Me busque, pero no me encontraba, me sentía pequeña, perdí mi fuerza, quería volver al principio, al no conocer, al no valorar. Buscaba una pose donde encontrarme cómoda, pero las desterré hace unos meses y lo que antes funcionaba ahora me dejaba expuesta.
Tenía miedo, no sé de qué. De sentirme débil, de parecerlo. Me asusté, porque me gusta, porque me siento cómoda, porque es sano, porque es nuevo, porque es bonito, porque ya no me conozco, porque yo antes era fuerte. Me asuste.




martes, 26 de enero de 2016

Diablo


Magnifica la ira. La ira es la primera, la más rápida, la que abarca más espacio. Se apodera de ti, te embarga, te inunda, la irradias, la propagas, la contienes. Cambia tu rostro, endurece tu cuerpo, junta tus huesos y tortura a tu cerebro. Magnifica la ira, todos la conocemos, todos la sentimos y a todos nos cambia.

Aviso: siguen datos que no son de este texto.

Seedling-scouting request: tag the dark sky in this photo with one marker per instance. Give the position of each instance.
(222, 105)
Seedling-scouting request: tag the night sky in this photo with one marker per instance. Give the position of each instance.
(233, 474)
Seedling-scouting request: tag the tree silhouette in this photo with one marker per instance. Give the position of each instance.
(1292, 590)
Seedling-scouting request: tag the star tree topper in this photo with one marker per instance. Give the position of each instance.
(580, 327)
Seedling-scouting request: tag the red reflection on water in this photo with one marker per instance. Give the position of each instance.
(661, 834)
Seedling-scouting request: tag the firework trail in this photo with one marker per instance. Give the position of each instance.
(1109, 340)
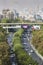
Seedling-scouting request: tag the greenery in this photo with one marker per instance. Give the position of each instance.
(37, 41)
(21, 55)
(4, 49)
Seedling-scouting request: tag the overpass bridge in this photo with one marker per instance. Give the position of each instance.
(16, 25)
(1, 24)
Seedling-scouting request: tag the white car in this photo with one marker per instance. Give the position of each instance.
(31, 51)
(24, 43)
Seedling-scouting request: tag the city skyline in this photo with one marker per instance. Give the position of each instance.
(21, 4)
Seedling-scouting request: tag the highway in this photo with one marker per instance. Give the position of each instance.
(28, 48)
(1, 24)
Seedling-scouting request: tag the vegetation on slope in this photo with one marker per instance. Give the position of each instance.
(4, 49)
(37, 41)
(22, 57)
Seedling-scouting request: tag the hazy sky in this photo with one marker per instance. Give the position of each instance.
(20, 4)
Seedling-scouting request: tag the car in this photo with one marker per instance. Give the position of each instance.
(24, 43)
(31, 51)
(26, 49)
(13, 63)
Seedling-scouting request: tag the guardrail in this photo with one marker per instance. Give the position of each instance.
(19, 23)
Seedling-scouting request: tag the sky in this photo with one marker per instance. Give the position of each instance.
(21, 4)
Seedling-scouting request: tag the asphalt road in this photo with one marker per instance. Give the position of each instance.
(28, 48)
(26, 45)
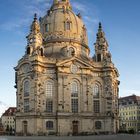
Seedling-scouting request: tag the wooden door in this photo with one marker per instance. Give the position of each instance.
(75, 127)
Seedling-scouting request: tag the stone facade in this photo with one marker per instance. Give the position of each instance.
(60, 89)
(129, 113)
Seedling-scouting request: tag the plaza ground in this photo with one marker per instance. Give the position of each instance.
(105, 137)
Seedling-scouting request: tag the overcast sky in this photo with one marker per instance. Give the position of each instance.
(120, 20)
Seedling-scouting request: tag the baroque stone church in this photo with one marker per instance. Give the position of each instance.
(60, 89)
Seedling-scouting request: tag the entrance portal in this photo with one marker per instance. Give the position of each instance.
(25, 126)
(75, 127)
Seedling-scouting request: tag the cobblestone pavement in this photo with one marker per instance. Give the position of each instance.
(107, 137)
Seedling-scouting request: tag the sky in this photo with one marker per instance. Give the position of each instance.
(121, 24)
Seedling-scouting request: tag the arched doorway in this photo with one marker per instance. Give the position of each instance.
(75, 125)
(25, 127)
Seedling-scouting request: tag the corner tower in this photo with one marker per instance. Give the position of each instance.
(61, 90)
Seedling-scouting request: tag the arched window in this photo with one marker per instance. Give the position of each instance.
(49, 124)
(41, 51)
(49, 89)
(26, 88)
(26, 105)
(47, 27)
(74, 89)
(28, 50)
(67, 25)
(96, 91)
(98, 125)
(74, 97)
(49, 94)
(71, 52)
(99, 57)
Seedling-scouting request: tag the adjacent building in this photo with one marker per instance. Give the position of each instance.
(1, 128)
(129, 112)
(60, 88)
(8, 119)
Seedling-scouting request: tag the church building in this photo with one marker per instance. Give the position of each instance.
(61, 90)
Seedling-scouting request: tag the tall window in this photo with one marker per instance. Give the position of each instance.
(26, 88)
(26, 105)
(96, 91)
(49, 94)
(49, 89)
(49, 106)
(67, 25)
(74, 97)
(74, 89)
(99, 57)
(49, 124)
(98, 125)
(47, 27)
(96, 106)
(28, 50)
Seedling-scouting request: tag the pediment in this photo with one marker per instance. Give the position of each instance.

Ella, que solo busca justicia y es menospreciada por ello. Conozco la ira, admiro su poder, huyo de ella y la recuerdo con cierto cariño. Medida de supervivencia efectiva, una persona iracunda permanece en pie, sola, pero en pie.

Contemplo la ira en los demás, como si de un espectáculo se tratara. Reciben el golpe y se hace el silencio, se aprecian un seguido de ideas que pasan por la cabeza de la víctima, se construye un ovillo de conversaciones imaginarias, actos de venganza e imágenes triunfantes. El cerebro se hace pequeño y la ira ocupa el espacio, es roja, se ve su color a través de los ojos se sus huéspedes. Aquí el individuo puede reaccionar de dos maneras, contenerse o pasar a la acción, la segunda opción resulta precipitada y errónea. Los actos no son meditados y no se contemplan las variantes ni las consecuencias. La venganza, la justicia, es un plato que se sirve frío y mientras te enfrías, tu cuerpo se consume, el sistema nervioso sufre y cada órgano de tu cuerpo se cansa. La ira no se puede mantener por mucho tiempo y se transforma de forma que pueda habitar al huésped sin matarlo, el rencor, el dolor, la frustración se llevan mucho mejor y procuran la supervivencia de la víctima.

He visto como alguien explotaba, convencido de tener razón, de actuar en su beneficio, convencido de conseguir un escarmiento para los que le molestan. Es difícil cuando no estas en una posición de poder o de indiferencia hacia cualquier posible consecuencia. Hasta para ser malo hay que ser listo. La ira requiere un esfuerzo mental mayor, un conocimiento mejor del entorno, una guerra es un asunto muy serio. Se empiezan miles de guerras a diario, situaciones que carecen de estrategia y soldados que no están preparados. Para ser malo no basta con jurar venganza. La ira te da un poder del que mucha gente carece, si no hay base, solo se producirá un reajuste del karma que disfrutaran los demás. He visto como el karma sobrevolaba la estancia, preparado para iluminar el momento preciso.


He sabido más por diablo que por viejo, y después de mucho consumirme afirmo que la vida hace su trabajo sin necesidad de intervención. Sentarse a contemplar la película es más divertido y relajado que actuar en ella.